Carlucci handed over a clipboard with a simple printout on it. Pacino scanned it, then read it slowly from the beginning, then read it a second time. The USS Vermont had broken radio silence to request a change in the rules of engagement to capture the Iranian nuclear submarine test platform, the enhanced ROE to include approval to attack and sink foreign submarines, surface ships and employ nuclear weapons — presumably in an effort to confuse the opposition force, but also with the possibility that they’d be used on the opposition forces themselves. Finally Pacino looked up at President Carlucci.
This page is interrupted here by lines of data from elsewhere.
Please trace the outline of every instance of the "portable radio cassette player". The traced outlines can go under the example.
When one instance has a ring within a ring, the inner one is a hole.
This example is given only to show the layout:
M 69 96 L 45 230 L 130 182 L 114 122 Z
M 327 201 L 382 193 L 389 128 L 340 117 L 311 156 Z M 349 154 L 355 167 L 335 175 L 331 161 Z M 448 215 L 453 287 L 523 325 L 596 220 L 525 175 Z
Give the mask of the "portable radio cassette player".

“So, Mr. President, how vital is capturing and keeping this Iranian submarine? Is it worth slaughtering Russians over? Is it worth the public relations disaster of tossing a nuclear weapon in anger?”
“Assuming you know what I know, what do you think the answer to that question is?”
“Shouldn’t we be convening the joint chiefs at the Pentagon, and the Secretary of War, SecNav, SecAirForce and SecArmy?”
“You’d think that would be logical, Patch,” Carlucci said, pouring himself another two fingers. “But none of them are cleared for Top Secret Fractal Chaos. They have this annoying tendency to leak juicy things to the SNN NewsFiles. So, for the moment, it’s just you, me, Admiral Catardi and two top officials at CIA.”
“You didn’t answer the question, sir.”
“What question?”
“How important is it to grab this nuclear-powered Iranian sub? The context of this mission suggests that if Russian or Iranian forces oppose the Vermont crew, that Vermont should clear datum, get out of there undetected and let the Kilo test platform go. It’s a test of a revolutionary new reactor and the placing of a nuclear-powered sub in the hands of the Iranians — neither of which are good news for us, but not something to risk a shooting war with the Russians over.”
Carlucci considered for a long moment, then looked up a Pacino. “You remember, just now, I said to assume you know everything I know? Well, no surprise, you don’t. There’s another program I’m reading you into now. It’s classified Release-12. A program run by the Director Combined Intelligence, Margo Allende, and Admiral Rand, the CINC of the Atlantic and Pacific fleets. Its codename is Operation Blue Hardhat.” Carlucci opened his desk and withdrew a folder, broke the top-secret seal and handed it to Pacino. Pacino scanned it, then stood to put pen to the twelve places he had to sign to acknowledge the secrecy of the program. He handed the folder back and sat back down, raising an eyebrow at Carlucci.